Late last week before the more inflammatory sermons of the Rev. Jeremiah Wright surfaced, the retiring pastor of Barack Obama's home church was being attacked for having the temerity to suggest that white people have an advantage over blacks in the United States.
I was struck by the absurdity of the outcry over Rev. Wright stating the obvious. We have apparently become so obsessed with political correctness that we have to express outrage and shock when someone publicly states an obvious, albeit uncomfortable, fact of political life.
The same kind of silly PC-driven logic obtained earlier in the week when former Democratic vice-presidential candidate Geraldine Ferraro opined that Obama would not be a strong contender for his party's nomination for president were he white.
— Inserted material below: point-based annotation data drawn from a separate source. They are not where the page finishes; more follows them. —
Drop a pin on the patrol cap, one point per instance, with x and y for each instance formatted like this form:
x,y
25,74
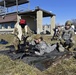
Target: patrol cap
x,y
38,36
68,23
22,22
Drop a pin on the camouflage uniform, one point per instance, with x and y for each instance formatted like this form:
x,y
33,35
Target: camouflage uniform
x,y
43,47
66,37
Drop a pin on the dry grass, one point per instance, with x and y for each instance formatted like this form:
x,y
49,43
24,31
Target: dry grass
x,y
10,67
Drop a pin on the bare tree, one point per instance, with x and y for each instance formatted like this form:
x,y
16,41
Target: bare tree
x,y
74,22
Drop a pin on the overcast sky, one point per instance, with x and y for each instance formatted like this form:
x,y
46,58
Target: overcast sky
x,y
64,9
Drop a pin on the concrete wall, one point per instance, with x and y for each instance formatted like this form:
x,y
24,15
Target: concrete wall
x,y
31,22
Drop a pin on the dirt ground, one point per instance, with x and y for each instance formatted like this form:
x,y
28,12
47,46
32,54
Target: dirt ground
x,y
17,67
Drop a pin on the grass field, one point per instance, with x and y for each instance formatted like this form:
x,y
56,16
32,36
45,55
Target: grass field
x,y
17,67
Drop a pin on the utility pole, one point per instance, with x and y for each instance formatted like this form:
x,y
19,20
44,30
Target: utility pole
x,y
17,5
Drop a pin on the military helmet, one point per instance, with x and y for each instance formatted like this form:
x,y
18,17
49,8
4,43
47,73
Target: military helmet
x,y
37,36
68,23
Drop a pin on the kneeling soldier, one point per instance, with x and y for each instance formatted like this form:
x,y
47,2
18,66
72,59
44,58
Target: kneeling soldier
x,y
67,35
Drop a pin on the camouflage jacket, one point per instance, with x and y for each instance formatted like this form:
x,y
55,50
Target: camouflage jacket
x,y
43,47
66,34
Her remark was informed by her belief that she would never have been a VP nominee if she had been a man. And she is almost certainly right on both counts.
The fact - like it or not - is that race and gender are still factors in American politics. The media acknowledges this every time they break down the candidates' constituencies along gender and racial lines.
Wright unquestionably crossed the line when he started jabbering about the U.S.K.K.K. of A. and "God damn America," but in asserting that blacks are at a political and social advantage in America, all he did was name the elephant in the room. We all wish it were not so, and I like to think it is much less so today than when I was growing up in the 1950s and '60s. We're moving toward a fairer and more just society, but we're not quite there yet and we do everyone a disservice by pretending that we're reached that goal.